Die wenig bekannten Einakter Becketts sind ganz im Stil des absurden Theaters inszeniert, mal ist nur ein roter Mund im Bühnenraum zu sehen, mal konzentriert sich alles auf die entsetzte Mimik eines alten Mannes, der einer Frau aus dem Off zuhört. Die Sinnlosigkeit der menschlichen Existenz wird hier aufgezeigt, in der Abwandlung eines Bonmots über “Warten auf Godot“: “Es passt nichts. Dreimal.“ Regie hat Walter Asmus geführt, der noch selbst mit Beckett am Berliner Schiller Theater gearbeitet hat. Das ist für Theaterhistoriker höchst spannend, für eine Eröffnung aber auch sehr vergangenheitsverliebt. Auch Sehgals Arbeiten sind nicht neu.

Starker Auftritt

Starker Auftritt: Constanze Becker in der Inszenierung von “Caligula“ am Berliner Ensemble.

Quelle: Julian Roeder

Reibungsloser verlief der Neustart am Berliner Ensemble nach der Langzeitintendanz von Claus Peymann. Sein Nachfolger Oliver Reese hat einige Inszenierungen von seiner letzten Station, dem Frankfurter Schauspiel, mitgebracht. Er knüpft an die Tradition des Hauses an: Bald wird das 125. Jubiläum der Brecht-Bühne gefeiert, eine Neuinszenierung des “Kaukasischen Kreidekreises“ steht auf dem Spielplan. Albert Camus‘ “Caligula“ zeigt eine großartige Constanze Becker als Tyrann zwischen grausamem Taktierer und Schulmädchen. Der gefeierte Nachwuchsregisseur Antú Romero Nunes lässt den römischen Kaiser und seine Getreuen weiß gepudert und teils mit Perücken auftreten wie Pierrot, den traurigen Clown. Diese Inszenierung hätte auch unter Peymann laufen können.

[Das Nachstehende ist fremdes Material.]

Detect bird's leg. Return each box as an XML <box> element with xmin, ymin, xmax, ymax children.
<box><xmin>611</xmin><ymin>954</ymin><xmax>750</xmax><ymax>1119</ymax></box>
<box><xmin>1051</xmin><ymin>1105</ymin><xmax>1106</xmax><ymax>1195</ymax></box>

Nach einem Stück des Pulitzerpreis-Trägers Tracy Letts hatte am BE jüngst ausgerechnet eine Inszenierung von Frank Castorf Premiere: “Les Misérables“ ist dessen erste Berliner Arbeit nach dem Weggang von der Volksbühne. Er verlegt Victor Hugos Geschichte aus dem Frankreich des 19. Jahrhunderts nach Kuba. Ein Stück pro Jahr soll Castorf künftig am BE inszenieren. Der Theateraltmeister nutzte die Gelegenheit, um über seinen Nachfolger zu ätzen: “Nur eine tote Volksbühne ist eine gute Volksbühne für das BE.“ Am Rosa-Luxemburg-Platz gab es derweil gerade eine Premiere mit dem Titel “The show must go on“.